A humorless laugh. “Your friendship with Max has gotten you many things over the last couple of decades, but a medical degree is not one of them.”
“It’s only a theory. I think it might be po—”
“I don’t care to know your theories,” the man says, cutting him off. “What I want to know is why on earth you thought it would be a good idea to injure our key subject, when maintaining her physical and mental stability is crucial to—”
“Ibrahim, be reasonable,” Anderson interjects. “After what happened last time, I just wanted to be sure that everything was working as it should. I was only testing her lo—”
“We all know about your fetish for torture, Paris, but the novelty of your singularly sick mind has worn off. We’re out of time.”
“We are not out of time,” Anderson says, sounding remarkably calm. “This is only a minor setback; Max was able to fix it right away.”
“A minor setback?” Ibrahim thunders. “The girl lost consciousness. We’re still at high risk for regression. The subject is supposed to be in stasis. I allowed you free rein of the girl, once again, because I honestly didn’t think you would be this stupid. Because I don’t have time to babysit you. Because Tatiana, Santiago, and Azi and I all have our hands full trying to do both your job and Evie’s in addition to our own. In addition to everything else.”

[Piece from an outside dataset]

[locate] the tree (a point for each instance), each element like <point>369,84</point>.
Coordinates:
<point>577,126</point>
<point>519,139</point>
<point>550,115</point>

“I was doing my own job just fine,” Anderson says, his voice like acid. “No one asked you to step in.”
“You’re forgetting that you lost your job and your continent the moment Evie’s daughter shot you in the head and claimed your leavings for herself. You let a teenage girl take your life, your livelihood, your children, and your soldiers from right under your nose.”
“You know as well as I do that she’s not an ordinary teenage girl,” Anderson says. “She’s Evie’s daughter. You know what she’s capable of—”
“But she didn’t!” Ibrahim cries. “Half the reason the girl was meant to live a life of isolation was so that she’d never know the full extent of her powers.